Beechwood neighborhood lives on, sort of

By The Active Age | December 1, 2022

Candace Small Gilbert found old Beechwood buildings converted into apartments by her father still standing, but in poor shape.

The Beechwood neighborhood, hastily built to house aircraft workers during World War II, survived longer than previously thought. Or at least some of its barracks-like housing units did.

Unlike Planeview and Hilltop Manor — Wichita’s two other “temporary” WWII neighborhoods that remain in existence today — Beechwood was cleared and the site along East Douglas is now occupied by an office building that once housed Pizza Hut’s headquarters.

But after former Beechwood resident Donald Willis’ article about the place ran in our September issue, another former resident, Candace Gilbert, got in touch to let us know that her father, Tom Small, had bought and moved several of the units to a neighborhood just northeast of the intersection of Central and Webb Road, visible from the old Beech plant. Another Active Age reader emailed Willis that some other Beechwood buildings were moved to the Sunview area south of MacArthur Road, where they survived until the 1970s.
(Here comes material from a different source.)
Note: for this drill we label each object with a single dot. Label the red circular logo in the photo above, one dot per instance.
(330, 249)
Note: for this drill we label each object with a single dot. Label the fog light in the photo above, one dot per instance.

Tom Small rented his three buildings out as apartments. Gilbert said her father sold them in 1995; she made a special card for him to mark the occasion. She and Willis took a drive to the area and discovered the units are still standing, although they appear to have been abandoned for some time.

Gilbert said her father worked for Beech Aircraft before joining the Navy. He served as an officer in World War II, then was called back as a member of the reserves when the Korean War broke out. Beech held his job for him, and he ended up working for the company for 42 years.

Gilbert said the apartments were kind of a family business. “My Saturdays were out there helping,” she said. Back then, she said, the nine two-story units were well maintained.

“A lot of my friends started out (living) there. A lot of my relatives, too.”

Today, the surrounding neighborhood of modest homes — some inhabited, some not — is known in some quarters as “Dogpatch,” and Gilbert wouldn’t mind seeing the apartments torn down. 

But if that happens, she hopes the four huge oak trees she planted in the front yard decades ago can be saved.

“They’re quite beautiful now,” she said. “I was hoping if they do tear it down, they could turn it into a park. But they won’t.”